The following is an excerpt from Practice Perspectives: Vault's Guide to Legal Practice Areas.

Tyler Ambrose, Associate—Transactional
Tyler Ambrose is a second-year corporate associate in the Houston office of Kirkland & Ellis. He graduated from Harvard Law School and received his B.A. with Honors from the University of Virginia.
Tyler served as an intern for the Honorable Chief Judge Michael Urbanksi in the United States District Court for the Western District of Virginia.
Describe your practice area and what it entails.
As a general corporate associate, I get to work on assignments across several transactional practice groups, including mergers & acquisitions, debt finance, capital markets, and investment funds.
I appreciate that the open assignment system lets me identify teams I enjoy working with for repeat deals.
What types of clients do you represent?
I have worked with large private equity clients and their portfolio companies, as well as smaller, closely held companies.
What types of cases/deals do you work on?
My deals have ranged from topics including software companies, drug diversion monitoring technology, energy and renewables, transportation, construction, and infrastructure services.
How did you choose this practice area?
I didn’t know exactly what I wanted to do when I started practicing, so the general corporate option offered the professional flexibility that I needed to explore which practice areas suited me.
The opportunity to work with highly skilled deal teams and individuals I enjoyed collaborating with also played a significant role in shaping my trajectory within our firm’s open assignment system.
What is a typical day like and/or what are some common tasks you perform?

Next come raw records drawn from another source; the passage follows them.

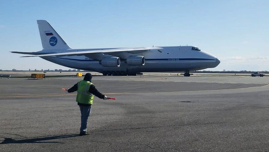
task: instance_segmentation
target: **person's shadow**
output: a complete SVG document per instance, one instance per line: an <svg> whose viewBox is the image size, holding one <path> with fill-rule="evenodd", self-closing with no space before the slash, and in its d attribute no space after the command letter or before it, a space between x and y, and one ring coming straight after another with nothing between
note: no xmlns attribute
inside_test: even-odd
<svg viewBox="0 0 269 152"><path fill-rule="evenodd" d="M79 136L79 134L73 134L18 140L13 139L11 138L6 138L5 137L0 137L3 138L5 139L5 140L4 140L3 141L0 143L0 144L22 144L23 143L59 143L60 144L64 144L64 143L56 141L40 141L52 140L53 139L56 139L61 138L69 138L69 137L72 137Z"/></svg>

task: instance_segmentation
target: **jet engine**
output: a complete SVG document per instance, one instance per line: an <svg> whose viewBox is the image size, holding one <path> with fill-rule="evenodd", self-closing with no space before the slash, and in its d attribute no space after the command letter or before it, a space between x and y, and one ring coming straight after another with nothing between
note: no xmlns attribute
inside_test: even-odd
<svg viewBox="0 0 269 152"><path fill-rule="evenodd" d="M135 56L126 59L126 63L129 65L144 65L145 57L142 56Z"/></svg>
<svg viewBox="0 0 269 152"><path fill-rule="evenodd" d="M119 57L114 57L103 58L100 61L101 64L104 67L119 67L121 60Z"/></svg>

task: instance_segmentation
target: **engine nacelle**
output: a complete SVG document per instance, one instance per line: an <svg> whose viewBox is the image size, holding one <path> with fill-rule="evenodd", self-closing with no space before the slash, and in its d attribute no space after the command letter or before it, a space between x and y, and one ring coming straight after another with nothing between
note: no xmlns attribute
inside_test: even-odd
<svg viewBox="0 0 269 152"><path fill-rule="evenodd" d="M114 57L103 58L100 62L101 64L104 67L119 67L121 64L121 60L119 57Z"/></svg>
<svg viewBox="0 0 269 152"><path fill-rule="evenodd" d="M142 56L130 57L126 59L126 63L129 65L144 65L145 64L145 57Z"/></svg>

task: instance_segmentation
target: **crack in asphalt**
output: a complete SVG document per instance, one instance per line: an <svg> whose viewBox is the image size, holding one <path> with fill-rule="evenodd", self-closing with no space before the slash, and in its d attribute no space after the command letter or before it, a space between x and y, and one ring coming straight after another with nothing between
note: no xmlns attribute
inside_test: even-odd
<svg viewBox="0 0 269 152"><path fill-rule="evenodd" d="M137 127L137 128L122 128L120 129L114 129L110 130L97 130L95 131L92 131L90 132L102 132L108 131L116 131L118 130L132 130L132 129L145 129L147 128L162 128L165 127L177 127L180 126L194 126L194 125L210 125L212 124L219 124L221 123L227 123L228 122L220 122L219 123L196 123L194 124L186 124L184 125L166 125L162 126L150 126L148 127Z"/></svg>
<svg viewBox="0 0 269 152"><path fill-rule="evenodd" d="M5 133L5 134L7 134L8 135L16 135L16 136L19 136L20 137L22 137L22 138L27 138L27 137L26 137L23 136L21 135L19 135L18 134L11 133ZM4 138L4 137L2 137L2 138Z"/></svg>
<svg viewBox="0 0 269 152"><path fill-rule="evenodd" d="M94 116L94 115L113 115L113 116L128 116L130 117L141 117L143 118L160 118L160 119L164 119L165 118L162 118L161 117L152 117L152 116L133 116L133 115L124 115L124 114L102 114L101 113L96 113L95 114L93 115L92 115L92 116Z"/></svg>
<svg viewBox="0 0 269 152"><path fill-rule="evenodd" d="M83 139L67 139L67 140L75 140L75 141L92 141L93 142L95 142L97 143L104 143L105 144L109 144L109 146L110 146L112 144L112 143L111 142L105 142L105 141L96 141L94 140L83 140Z"/></svg>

Typical tasks for junior associates can vary, but an average day could include:
- reviewing contracts in a virtual data room
- drafting due diligence memoranda on potential targets
- engaging insurers and bankers
- advancing a pro bono project
- attending training sessions to get familiarized with a universe of documents that you’ll be seeing (often for the first time!)
What training, classes, experience, or skills development would you recommend to someone who wishes to enter your practice area?
For law students interested in mergers & acquisitions, I’d recommend taking a corporations class or participating in a transactional law clinic for a preview of and exposure to the work. With respect to useful skills more generally, try to develop an ability to identify and replicate good process management for each assignment that comes across your desk.
And remember to be patient with yourself as you learn! Incremental mastery of small tasks will become a huge value-add to your deal teams, so don’t feel pressured to know everything all at once.
What misconceptions exist about your practice area?
You don’t need a finance or business background to become skillful in this practice area. Those backgrounds can certainly help you better contextualize certain tasks and work with specialists, but the volume and sophistication of the work that Kirkland sees provides plenty of on-the-job training.
Many of the traits and skills that make for a successful deal team—being personable, having a solid command of process management, and identifying the strengths of your various deal team members—are things that you could already bring to the firm or that you could develop while you’re here.
What is unique about your practice area at your firm?
Each deal can vary greatly. I’ve been afforded many opportunities to peek into a variety of industries in a relatively short period of time.
What kinds of experience can summer associates gain in this practice area at your firm?
Summer associates can expect meaningful project exposure. Summer associates can sit in on client and management calls and regularly meet with associates and partners for lunch, dinner, receptions, and more; plus, they will have time outside of the office to explore.
What has been the most surprising aspect of dealmaking to you?
I was surprised at how soon I started engaging clients directly. Of course, it looks different for each deal, but even by my second year, I’ve appreciated opportunities to run with client communications and the internal confidence that that experience builds in my own lawyering ability.